I could respond with something longer and more thoughtful, but I think that just about sums it up. And it was weird to talk to each other via computer on Monday instead of just talking to each other. One more reason I don't want a computer classroom.
I agree with you on the lack of information the authors give on their students. I think that while some students might feel empowered by a blog (perhaps ones that are afraid to speak in class), others may dislike the public forum. I would be interested to see if any studies in the future discuss the demography of both bloggers in general, and students as well.

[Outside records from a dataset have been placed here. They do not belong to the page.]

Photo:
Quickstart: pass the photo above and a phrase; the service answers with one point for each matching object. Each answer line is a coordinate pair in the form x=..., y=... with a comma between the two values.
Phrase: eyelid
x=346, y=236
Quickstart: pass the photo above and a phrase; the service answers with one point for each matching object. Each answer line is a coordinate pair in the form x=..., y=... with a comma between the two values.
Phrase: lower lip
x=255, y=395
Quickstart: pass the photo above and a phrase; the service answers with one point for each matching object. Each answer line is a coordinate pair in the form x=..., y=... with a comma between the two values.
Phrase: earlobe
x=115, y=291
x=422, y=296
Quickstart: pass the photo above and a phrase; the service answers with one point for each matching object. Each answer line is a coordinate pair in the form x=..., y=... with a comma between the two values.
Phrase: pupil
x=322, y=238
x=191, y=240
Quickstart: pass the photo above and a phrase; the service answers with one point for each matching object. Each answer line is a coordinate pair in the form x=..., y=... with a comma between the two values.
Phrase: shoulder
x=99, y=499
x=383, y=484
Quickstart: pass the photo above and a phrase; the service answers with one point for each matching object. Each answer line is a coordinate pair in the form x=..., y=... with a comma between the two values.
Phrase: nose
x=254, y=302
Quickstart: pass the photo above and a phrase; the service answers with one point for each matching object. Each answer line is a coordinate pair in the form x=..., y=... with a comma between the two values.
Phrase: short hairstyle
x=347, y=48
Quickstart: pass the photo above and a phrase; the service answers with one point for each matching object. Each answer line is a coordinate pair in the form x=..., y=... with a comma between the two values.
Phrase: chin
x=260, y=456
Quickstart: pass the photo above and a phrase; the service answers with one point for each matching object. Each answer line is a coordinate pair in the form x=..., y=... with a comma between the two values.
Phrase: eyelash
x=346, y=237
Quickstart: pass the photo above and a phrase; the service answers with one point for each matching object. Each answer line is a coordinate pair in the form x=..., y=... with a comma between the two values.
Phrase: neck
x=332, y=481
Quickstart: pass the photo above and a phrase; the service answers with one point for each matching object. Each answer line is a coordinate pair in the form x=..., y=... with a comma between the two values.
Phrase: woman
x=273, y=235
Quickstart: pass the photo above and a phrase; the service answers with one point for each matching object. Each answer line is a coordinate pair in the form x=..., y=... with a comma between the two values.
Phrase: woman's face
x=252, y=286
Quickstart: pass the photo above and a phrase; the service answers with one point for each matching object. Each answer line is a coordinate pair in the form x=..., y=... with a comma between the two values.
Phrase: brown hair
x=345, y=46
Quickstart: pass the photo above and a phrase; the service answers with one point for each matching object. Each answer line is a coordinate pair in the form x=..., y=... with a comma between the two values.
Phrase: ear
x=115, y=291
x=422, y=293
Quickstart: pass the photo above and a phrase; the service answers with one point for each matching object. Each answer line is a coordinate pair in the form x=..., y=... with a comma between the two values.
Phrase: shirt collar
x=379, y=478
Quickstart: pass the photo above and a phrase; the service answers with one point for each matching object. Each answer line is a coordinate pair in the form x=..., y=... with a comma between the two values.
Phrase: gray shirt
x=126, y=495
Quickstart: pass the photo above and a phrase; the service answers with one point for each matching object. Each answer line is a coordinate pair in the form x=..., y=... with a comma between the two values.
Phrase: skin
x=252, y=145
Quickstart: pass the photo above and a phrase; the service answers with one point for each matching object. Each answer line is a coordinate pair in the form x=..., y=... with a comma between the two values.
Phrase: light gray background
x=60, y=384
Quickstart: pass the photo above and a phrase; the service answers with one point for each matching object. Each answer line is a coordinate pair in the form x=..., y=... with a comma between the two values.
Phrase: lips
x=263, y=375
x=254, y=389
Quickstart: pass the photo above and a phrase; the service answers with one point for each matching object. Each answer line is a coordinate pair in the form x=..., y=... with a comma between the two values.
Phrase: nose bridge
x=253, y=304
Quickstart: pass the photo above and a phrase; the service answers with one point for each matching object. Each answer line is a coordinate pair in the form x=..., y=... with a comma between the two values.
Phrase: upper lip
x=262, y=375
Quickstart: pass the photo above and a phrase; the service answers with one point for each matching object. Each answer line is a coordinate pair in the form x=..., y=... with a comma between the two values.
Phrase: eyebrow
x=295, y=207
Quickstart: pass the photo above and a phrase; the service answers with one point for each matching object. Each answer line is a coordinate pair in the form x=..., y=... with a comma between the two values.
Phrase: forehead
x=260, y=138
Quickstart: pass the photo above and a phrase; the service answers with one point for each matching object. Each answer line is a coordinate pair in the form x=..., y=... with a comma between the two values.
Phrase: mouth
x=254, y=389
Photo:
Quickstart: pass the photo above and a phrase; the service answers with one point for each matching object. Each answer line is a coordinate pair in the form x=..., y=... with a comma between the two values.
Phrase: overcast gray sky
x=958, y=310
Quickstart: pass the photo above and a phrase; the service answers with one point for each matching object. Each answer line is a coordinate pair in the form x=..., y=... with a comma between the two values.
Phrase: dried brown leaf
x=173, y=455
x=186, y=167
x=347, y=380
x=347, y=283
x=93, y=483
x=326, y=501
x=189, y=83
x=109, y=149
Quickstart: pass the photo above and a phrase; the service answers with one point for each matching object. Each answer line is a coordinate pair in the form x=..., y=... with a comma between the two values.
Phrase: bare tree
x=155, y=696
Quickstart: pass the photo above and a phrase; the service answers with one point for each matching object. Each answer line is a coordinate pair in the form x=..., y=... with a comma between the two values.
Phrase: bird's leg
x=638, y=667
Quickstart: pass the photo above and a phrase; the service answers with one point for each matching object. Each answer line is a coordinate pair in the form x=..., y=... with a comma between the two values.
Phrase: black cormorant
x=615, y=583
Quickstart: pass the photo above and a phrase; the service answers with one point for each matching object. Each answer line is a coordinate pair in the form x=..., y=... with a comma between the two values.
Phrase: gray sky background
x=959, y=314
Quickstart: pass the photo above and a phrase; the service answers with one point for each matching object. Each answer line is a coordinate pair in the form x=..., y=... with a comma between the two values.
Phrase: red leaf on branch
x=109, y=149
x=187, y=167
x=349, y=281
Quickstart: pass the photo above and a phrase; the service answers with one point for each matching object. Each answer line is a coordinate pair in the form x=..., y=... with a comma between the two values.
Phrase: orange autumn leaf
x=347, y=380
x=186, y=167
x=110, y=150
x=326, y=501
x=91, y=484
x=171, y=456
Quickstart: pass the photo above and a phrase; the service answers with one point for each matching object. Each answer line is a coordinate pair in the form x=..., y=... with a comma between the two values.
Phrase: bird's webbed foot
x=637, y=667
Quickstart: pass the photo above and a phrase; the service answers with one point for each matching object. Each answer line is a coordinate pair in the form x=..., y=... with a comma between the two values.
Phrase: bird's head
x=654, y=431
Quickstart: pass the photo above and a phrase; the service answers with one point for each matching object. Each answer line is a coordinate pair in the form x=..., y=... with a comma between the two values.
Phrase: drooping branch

Wow, there are a lot of thoughtful comments here, Gina. You raise some good concerns about comfort with technology, student backgrounds, and privacy. Some of these were addressed in the dicussion following the article. I suppose I tend to agree with many of Charles Lowe's comments following the article. That is, any blog assignment in a writing class shouldn't be constructed so as to encourage overly private writings on the part of students. Afterall, we teach *public* writing. Journaling and student-to-teacher-only writing assignments too often turn the teacher into therapists, and we are not trained therapists, and it is irresponsible to encourage such writing.
I'd also add that we can't ignore technology as the now main tool of text production. That is, while I agree that some students (non-traditional, working-class) are less comfortable with technology, we have an obligation to help them overcome their lack of experience and comfort with technology.